Doch trotz aller Fortschritte im katholisch-orthodoxen Dialog gibt es vor allem in der Frage nach der Vorrangstellung des Papstes wenig Bewegung. Bislang konnten sich beide Seiten nicht auf ein gemeinsames Verständnis der Rolle des katholischen Kirchenoberhaupts einigen. Der Vatikan versteht den Papstprimat auch im juristischen Sinne, während die Orthodoxen dem Bischof von Rom allenfalls eine Art Ehrenprimat einräumen wollen.

Treffen mit Protestanten

Bartholomäus' ökumenische Ausrichtung wird auch in Begegnungen mit anglikanischen und protestantischen Kirchenführern sichtbar. Im vergangenen Mai besuchte er die Bundesrepublik und traf neben den Kirchenrepräsentanten auch Spitzenvertreter des Staates. Sein beharrliches Eintreten für die Bewahrung der Schöpfung brachte Bartholomäus den Titel "Grüner Patriarch" ein.

Am wenigsten Anerkennung erfährt das Oberhaupt, dem formal 3,5 Millionen orthodoxe Christen in Nordostgriechenland, auf Kreta, einigen Ägäis-Inseln sowie in der griechischen Diaspora weltweit unterstehen, hingegen in der ganz überwiegend islamischen Türkei. Die Behörden sehen ihn lediglich als Oberhaupt der rund 3.000 griechisch-orthodoxen Christen in dem Land.

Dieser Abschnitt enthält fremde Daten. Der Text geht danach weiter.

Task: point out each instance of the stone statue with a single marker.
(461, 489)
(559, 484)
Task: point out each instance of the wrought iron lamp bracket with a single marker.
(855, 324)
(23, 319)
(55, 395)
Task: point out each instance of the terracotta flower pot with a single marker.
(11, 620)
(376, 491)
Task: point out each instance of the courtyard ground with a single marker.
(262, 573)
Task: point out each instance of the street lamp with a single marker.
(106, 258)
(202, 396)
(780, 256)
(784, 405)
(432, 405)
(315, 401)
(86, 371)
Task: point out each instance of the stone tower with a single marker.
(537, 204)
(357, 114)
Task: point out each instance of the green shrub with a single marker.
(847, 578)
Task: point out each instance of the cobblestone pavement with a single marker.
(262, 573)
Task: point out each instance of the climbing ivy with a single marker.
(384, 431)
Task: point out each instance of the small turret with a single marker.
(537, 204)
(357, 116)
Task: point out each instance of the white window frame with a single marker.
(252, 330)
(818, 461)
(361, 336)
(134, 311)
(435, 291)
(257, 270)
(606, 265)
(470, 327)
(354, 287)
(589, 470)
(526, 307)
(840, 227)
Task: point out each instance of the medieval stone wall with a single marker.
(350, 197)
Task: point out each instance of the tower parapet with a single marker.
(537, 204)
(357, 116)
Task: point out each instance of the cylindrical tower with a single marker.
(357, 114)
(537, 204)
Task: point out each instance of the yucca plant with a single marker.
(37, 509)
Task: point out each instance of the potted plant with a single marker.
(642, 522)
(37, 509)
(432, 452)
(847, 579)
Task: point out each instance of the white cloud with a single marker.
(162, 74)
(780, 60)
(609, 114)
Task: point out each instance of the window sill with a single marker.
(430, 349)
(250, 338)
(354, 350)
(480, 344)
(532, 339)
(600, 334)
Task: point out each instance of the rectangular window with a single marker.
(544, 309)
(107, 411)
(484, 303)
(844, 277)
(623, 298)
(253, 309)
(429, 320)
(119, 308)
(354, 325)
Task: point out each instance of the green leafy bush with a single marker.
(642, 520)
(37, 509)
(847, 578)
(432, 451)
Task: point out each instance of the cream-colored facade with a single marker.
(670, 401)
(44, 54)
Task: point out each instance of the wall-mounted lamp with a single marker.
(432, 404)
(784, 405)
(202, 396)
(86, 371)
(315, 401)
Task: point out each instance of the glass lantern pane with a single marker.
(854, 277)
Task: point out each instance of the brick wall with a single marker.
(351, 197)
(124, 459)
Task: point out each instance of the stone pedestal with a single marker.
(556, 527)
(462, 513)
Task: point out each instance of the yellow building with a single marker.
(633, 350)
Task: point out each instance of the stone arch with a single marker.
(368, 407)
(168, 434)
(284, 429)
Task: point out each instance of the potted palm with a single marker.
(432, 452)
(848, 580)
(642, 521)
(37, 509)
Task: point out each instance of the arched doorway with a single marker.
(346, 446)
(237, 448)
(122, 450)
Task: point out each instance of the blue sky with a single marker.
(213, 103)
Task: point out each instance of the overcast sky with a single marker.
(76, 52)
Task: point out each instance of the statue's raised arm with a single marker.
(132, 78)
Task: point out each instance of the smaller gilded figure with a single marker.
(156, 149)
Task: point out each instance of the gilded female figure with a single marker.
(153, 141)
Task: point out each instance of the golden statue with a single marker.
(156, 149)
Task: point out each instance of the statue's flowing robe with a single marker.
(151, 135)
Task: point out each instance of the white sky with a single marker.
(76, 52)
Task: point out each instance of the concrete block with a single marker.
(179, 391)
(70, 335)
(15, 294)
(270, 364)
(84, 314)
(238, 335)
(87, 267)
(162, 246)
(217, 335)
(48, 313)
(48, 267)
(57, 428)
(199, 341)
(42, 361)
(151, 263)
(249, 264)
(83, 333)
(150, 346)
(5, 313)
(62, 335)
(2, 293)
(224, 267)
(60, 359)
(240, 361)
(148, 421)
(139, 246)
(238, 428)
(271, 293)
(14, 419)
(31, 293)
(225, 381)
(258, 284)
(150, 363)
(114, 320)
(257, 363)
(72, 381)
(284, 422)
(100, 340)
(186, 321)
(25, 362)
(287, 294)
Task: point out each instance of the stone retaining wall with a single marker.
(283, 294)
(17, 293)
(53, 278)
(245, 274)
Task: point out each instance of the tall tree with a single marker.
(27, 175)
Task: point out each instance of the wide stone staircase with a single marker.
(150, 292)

Priester-Ausbildung nicht möglich

Wie andere nichtmuslimische Minderheiten in der Türkei sieht sich auch das Patriarchat bedrängt. Seit 1971 etwa ist das orthodoxe Priesterseminar Chalki geschlossen. Alle Appelle an Ankara, die Ausbildungsstätte für den Theologennachwuchs wieder zu eröffnen, fanden bisher kaum Gehör. Immerhin akzeptieren die türkischen Behörden seit einiger Zeit den offiziellen Titel "Ökumenischer Patriarch".